Introduction

Iterative Dichotomiser 3 or ID3 is an algorithm which is used to generate decision tree, details about the ID3 algorithm is in here. There are many usage of ID3 algorithm specially in the machine learning field. In this article, we will see the attribute selection procedure uses in ID3 algorithm. Attribute selection section has been divided into basic information related to data set, entropy and information gain has been discussed and few examples have been used to show How to calculate entropy and information gain using example data.

Attribute selection

Attribute selection is the fundamental step to construct a decision tree. There two term Entropy and Information Gain is used to process attribute selection, using attribute selection ID3 algorithm select which attribute will be selected to become a node of the decision tree and so on. Before dive into deep need to introduce few terminology used in attribute selection process,

Outlook	Temperature	Humidity	Wind	Play ball
Sunny	Hot	High	Weak	No
Sunny	Hot	High	Strong	No
Overcast	Hot	High	Weak	Yes
Rain	Mild	High	Weak	Yes
Rain	Cool	Normal	Weak	Yes
Rain	Cool	Normal	Strong	No
Overcast	Cool	Normal	Strong	Yes
Sunny	Mild	High	Weak	No
Sunny	Cool	Normal	Weak	Yes
Rain	Mild	Normal	Weak	Yes
Sunny	Mild	Normal	Strong	Yes
Overcast	Mild	High	Strong	Yes
Overcast	Hot	Normal	Weak	Yes
Rain	Mild	High	Strong	No
			Total	14

Fig 1: Data set to calculate Entropy and Information gain using ID3 Algorithm

Attributes

In the above table, Day, Outlook, Temperature, Humidity, Wind, Play ball denotes as attributes,

Class(C) or Classifier

among these attributes Play ball refers as Class(C) or Classifier. Because based on Outlook, Temperature, Humidity and Wind we need to decide whether we can Play ball or not, that’s why Play ball is a classifier to make decision.

Collection (S)

All the records in the table refer as Collection (S).

Entropy Calculation

Entropy is one kind of measurement procedure in information theory, details about Entropy is in here. In here, we will see how to calculate Entropy of given set of data. The test data used in here is Fig 1 data,

Entropy(S) = ∑_n=1-p(I)log₂p(I)

p(I) refers to the proportion of S belonging to class I i.e. in the above table we have two kinds of class {No, Yes} with {5, 9} (in here 5 is the total no of No and 9 is the total no of Yes), the collection size is S=14. So the p(I) over C for the Entire collection is No (5/14) and Yes (9/14).

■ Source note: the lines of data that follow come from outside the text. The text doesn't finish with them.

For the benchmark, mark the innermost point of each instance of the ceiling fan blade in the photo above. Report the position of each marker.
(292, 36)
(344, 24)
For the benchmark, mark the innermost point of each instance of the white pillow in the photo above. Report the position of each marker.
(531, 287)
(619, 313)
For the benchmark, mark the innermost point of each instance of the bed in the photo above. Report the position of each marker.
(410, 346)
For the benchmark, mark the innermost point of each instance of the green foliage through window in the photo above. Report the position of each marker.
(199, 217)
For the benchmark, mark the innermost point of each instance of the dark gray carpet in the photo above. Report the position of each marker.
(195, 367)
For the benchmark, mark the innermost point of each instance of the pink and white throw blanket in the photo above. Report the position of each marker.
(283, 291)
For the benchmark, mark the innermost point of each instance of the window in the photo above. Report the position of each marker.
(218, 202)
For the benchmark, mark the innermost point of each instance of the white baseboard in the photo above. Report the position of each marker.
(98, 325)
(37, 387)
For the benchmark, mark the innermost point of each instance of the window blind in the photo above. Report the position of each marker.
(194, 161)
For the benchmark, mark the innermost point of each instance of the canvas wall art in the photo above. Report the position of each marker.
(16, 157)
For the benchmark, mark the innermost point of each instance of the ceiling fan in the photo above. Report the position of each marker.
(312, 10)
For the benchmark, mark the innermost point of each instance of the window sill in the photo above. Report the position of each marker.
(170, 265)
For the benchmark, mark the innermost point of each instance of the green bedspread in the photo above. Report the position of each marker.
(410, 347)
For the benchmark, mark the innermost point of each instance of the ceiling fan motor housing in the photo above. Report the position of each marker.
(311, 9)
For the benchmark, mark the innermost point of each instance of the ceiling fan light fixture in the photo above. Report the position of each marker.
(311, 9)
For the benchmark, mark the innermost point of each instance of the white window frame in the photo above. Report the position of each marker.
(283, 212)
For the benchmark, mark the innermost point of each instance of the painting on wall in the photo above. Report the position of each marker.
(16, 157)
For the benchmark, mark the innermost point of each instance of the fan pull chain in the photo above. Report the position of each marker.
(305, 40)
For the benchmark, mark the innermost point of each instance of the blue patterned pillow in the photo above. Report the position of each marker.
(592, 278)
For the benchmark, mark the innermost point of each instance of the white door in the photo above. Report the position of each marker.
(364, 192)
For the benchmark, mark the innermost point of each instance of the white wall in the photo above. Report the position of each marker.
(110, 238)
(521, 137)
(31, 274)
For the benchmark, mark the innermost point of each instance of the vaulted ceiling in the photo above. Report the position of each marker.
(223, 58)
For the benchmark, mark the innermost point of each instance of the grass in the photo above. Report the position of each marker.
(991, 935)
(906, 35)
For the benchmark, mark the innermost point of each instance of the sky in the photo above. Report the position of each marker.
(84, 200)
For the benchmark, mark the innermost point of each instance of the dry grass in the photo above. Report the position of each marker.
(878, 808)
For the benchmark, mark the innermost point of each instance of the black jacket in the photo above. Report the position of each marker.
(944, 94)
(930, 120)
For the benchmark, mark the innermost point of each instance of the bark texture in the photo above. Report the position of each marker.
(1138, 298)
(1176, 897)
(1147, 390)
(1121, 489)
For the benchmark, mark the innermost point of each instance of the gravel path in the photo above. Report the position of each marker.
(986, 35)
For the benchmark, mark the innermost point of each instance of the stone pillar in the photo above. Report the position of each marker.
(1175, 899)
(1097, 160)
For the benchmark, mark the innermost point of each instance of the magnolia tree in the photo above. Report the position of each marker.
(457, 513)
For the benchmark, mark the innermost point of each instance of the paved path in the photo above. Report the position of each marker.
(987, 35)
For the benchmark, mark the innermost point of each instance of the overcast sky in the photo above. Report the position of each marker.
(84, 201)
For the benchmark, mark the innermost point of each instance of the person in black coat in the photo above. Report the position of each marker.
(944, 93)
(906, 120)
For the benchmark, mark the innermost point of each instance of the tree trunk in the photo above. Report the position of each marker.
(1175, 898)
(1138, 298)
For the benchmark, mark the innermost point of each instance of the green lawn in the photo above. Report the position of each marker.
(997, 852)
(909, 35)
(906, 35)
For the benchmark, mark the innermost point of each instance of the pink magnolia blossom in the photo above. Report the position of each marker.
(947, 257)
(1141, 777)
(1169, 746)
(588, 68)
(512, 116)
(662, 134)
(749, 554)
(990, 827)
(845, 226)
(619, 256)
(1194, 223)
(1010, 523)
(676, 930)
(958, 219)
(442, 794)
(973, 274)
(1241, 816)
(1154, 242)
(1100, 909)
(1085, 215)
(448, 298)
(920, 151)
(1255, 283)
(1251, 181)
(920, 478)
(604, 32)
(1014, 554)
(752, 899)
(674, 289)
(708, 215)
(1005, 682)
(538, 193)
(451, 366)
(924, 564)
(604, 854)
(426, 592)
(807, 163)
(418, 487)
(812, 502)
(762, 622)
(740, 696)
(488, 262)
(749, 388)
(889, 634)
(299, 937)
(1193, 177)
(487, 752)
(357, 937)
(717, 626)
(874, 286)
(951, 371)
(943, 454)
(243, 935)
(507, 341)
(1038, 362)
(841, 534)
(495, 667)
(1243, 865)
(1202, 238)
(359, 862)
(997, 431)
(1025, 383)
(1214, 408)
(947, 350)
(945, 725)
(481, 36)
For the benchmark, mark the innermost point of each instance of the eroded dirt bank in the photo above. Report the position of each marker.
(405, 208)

log₂p(I), refers to the log₂(5/14) and log₂(9/14) over C.

∑ is over c i.e. summation of all the classifier items. In this case summation of -p(No/S)log₂p(No/S) and -p(Yes/S)log₂p(Yes/S) = -p(No/S)log₂p(No/S) + -p(Yes/S)log₂p(Yes/S)

So,

Entropy(S) = ∑-p(I)log₂p(I)

=) Entropy(S) = -p(No/S)log₂p(No/S) + -p(Yes/S)log₂p(Yes/S)

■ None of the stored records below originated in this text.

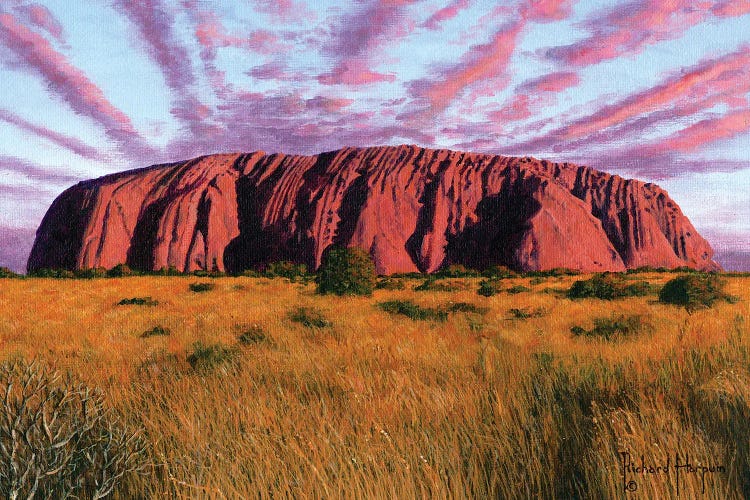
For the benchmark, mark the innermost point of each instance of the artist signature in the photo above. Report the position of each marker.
(681, 466)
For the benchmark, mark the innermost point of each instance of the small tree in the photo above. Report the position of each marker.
(346, 271)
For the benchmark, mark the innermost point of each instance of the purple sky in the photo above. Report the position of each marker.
(652, 89)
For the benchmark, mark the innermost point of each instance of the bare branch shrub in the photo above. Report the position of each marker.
(57, 438)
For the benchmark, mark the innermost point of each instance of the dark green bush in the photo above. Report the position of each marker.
(52, 273)
(309, 318)
(286, 269)
(253, 335)
(207, 357)
(413, 311)
(526, 312)
(138, 301)
(499, 272)
(616, 327)
(201, 287)
(90, 273)
(432, 284)
(119, 271)
(694, 291)
(7, 273)
(456, 271)
(157, 331)
(488, 288)
(346, 271)
(607, 286)
(465, 307)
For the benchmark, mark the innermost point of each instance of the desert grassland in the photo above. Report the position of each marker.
(483, 405)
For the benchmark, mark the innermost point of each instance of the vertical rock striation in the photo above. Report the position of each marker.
(414, 209)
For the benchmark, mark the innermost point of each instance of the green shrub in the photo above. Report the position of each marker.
(201, 287)
(465, 307)
(608, 286)
(58, 439)
(138, 301)
(615, 327)
(286, 269)
(456, 271)
(207, 357)
(432, 284)
(157, 331)
(488, 288)
(390, 283)
(309, 318)
(253, 335)
(499, 272)
(346, 271)
(52, 273)
(694, 291)
(526, 312)
(7, 273)
(119, 271)
(413, 311)
(90, 273)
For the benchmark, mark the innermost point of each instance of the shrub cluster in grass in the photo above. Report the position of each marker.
(499, 272)
(346, 271)
(413, 311)
(694, 291)
(58, 439)
(433, 284)
(527, 312)
(309, 317)
(253, 334)
(120, 271)
(608, 286)
(7, 273)
(490, 287)
(614, 327)
(416, 312)
(390, 283)
(286, 269)
(456, 271)
(207, 357)
(138, 301)
(157, 331)
(201, 287)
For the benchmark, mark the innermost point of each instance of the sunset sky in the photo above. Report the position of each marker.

=) Entropy(S) = ((-(5/14)log₂(5/14)) + (-(9/14)log₂(9/14)) )

=) Entropy(S) = (-0.64285 x -0.63743) + (-0.35714 x -1.485427)

=) Entropy(S) = 0.40977 + 0.5305096 = 0.940

So the Entropy of S is 0.940

Information Gain G(S,A)

Information gain is the procedure to select a particular attribute to be a decision node of a decision tree. Please see here for details about information gain.

Information gain is G(S,A)

where S is the collection of the data in the data set and A is the attribute for which information gain will be calculated over the collection S. So if Gain(S, Wind) then it refers gain of Wind over S.

Gain(S, A) = Entropy(S) - ∑( ( |S_v|/|S| ) x Entropy(S_v) )

Where,

S is the total collection of the records.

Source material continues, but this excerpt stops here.